There are two types of nurses: The registered nurse (RN) and the licensed practical nurse (LPN). RNs have either a four-year college nursing degree, or a Bachelor of Science in Nursing (BSN); they are trained to make educated judgments regarding a patient’s condition and care; they can also perform a number of basic patient exams. An LPN has less formal nursing education than an RN, and an LPN is typically only trained in routine nursing tasks.

Another common home health care provider is a therapist. In short, therapists restore, maintain and/or enhance their patients’ abilities, depending on their needs. For instance:

• A physical therapist focuses on enhancing movement.

• A speech therapist focuses on restoring communication problems.

• An occupational therapist focuses on the basic daily living problems encountered at home or on the job site.

Basic Home Care

The second type of home care is called basic home care. Patients requiring basic home care often have a disabling health condition, a disability, of suffer from a chronic illness that would normally prevent them from being at home. To that end, basic home care services include ongoing supervision that steers patients towards enabling them to achieve some independence. Among the services provided, the most inexpensive ones are provided by homemakers and home health aides.

Sometimes called companions, homemakers perform a number of tasks geared towards maintaining the cleanliness and safety of the home; in short, they contribute to the patient’s well-being. Responsibilities include basic housekeeping (vacuuming, cleaning, making/changing the bed), grocery shopping and meal preparation, and finally basic personal care (aide with bathing and getting dressed).

Home Health Aides meanwhile perform three basic services: personal care, basic nursing and incidental homemaking. While they perform some very basic nursing functions, such as taking a patient’s temperature and encouraging patients to follow some treatment recommendations, they can not provide skilled nursing care.

Home Health Care: Determining If It Is The Right Choice Begin by talking to your doctor, and be certain to let the doctor become aware of your willingness to work them in order to come to a decision. You might also discuss the issue with a hospital discharge planner; after all, their job is to discuss these services with you.

If it is indeed the right choice, an assessment by the home care agency is next, which is carried out by an RN most often, and done either at your home or at the hospital. They will evaluate your situation and confirm that such services are indeed necessary. They will also ascertain if you might benefit from additional services.

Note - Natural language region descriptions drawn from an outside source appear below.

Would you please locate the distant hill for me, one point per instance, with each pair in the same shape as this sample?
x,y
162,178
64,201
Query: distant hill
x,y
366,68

The agency will establish a plan tailored to your needs and offer it to you for review. The plan will detail goals in treatment, specified services to be provided, the level of care administered, and any required equipment or supplies. They should advise you to discuss the proposed plan with your doctor prior to finalizing it.

Costs and Affordability

Typically, home health care agencies accept private payments as well as reimbursement payments from private insurers.

Patients with Medicare need to first determine if they qualify for home health care services, which can be determined by speaking to your doctor, the hospital discharge planner, or the agency itself. Patients must also determine whether the agency is certified by Medicare to provide services to Medicare patients.

Now, in order to qualify for Medicare paid visits, patients need to first qualify for skilled care. Medicare unfortunately will not cover basic home health care services when limited to basic assistance, such as bathing, dressing or feeding. In the event a Medicare patient does qualify for services according to the agency’s guidelines, the agency will bill Medicare directly. However, there are some situations—when the patient is not homebound, for instance—in which Medicare will only cover 80% of costs and the patient will be responsible for the rest.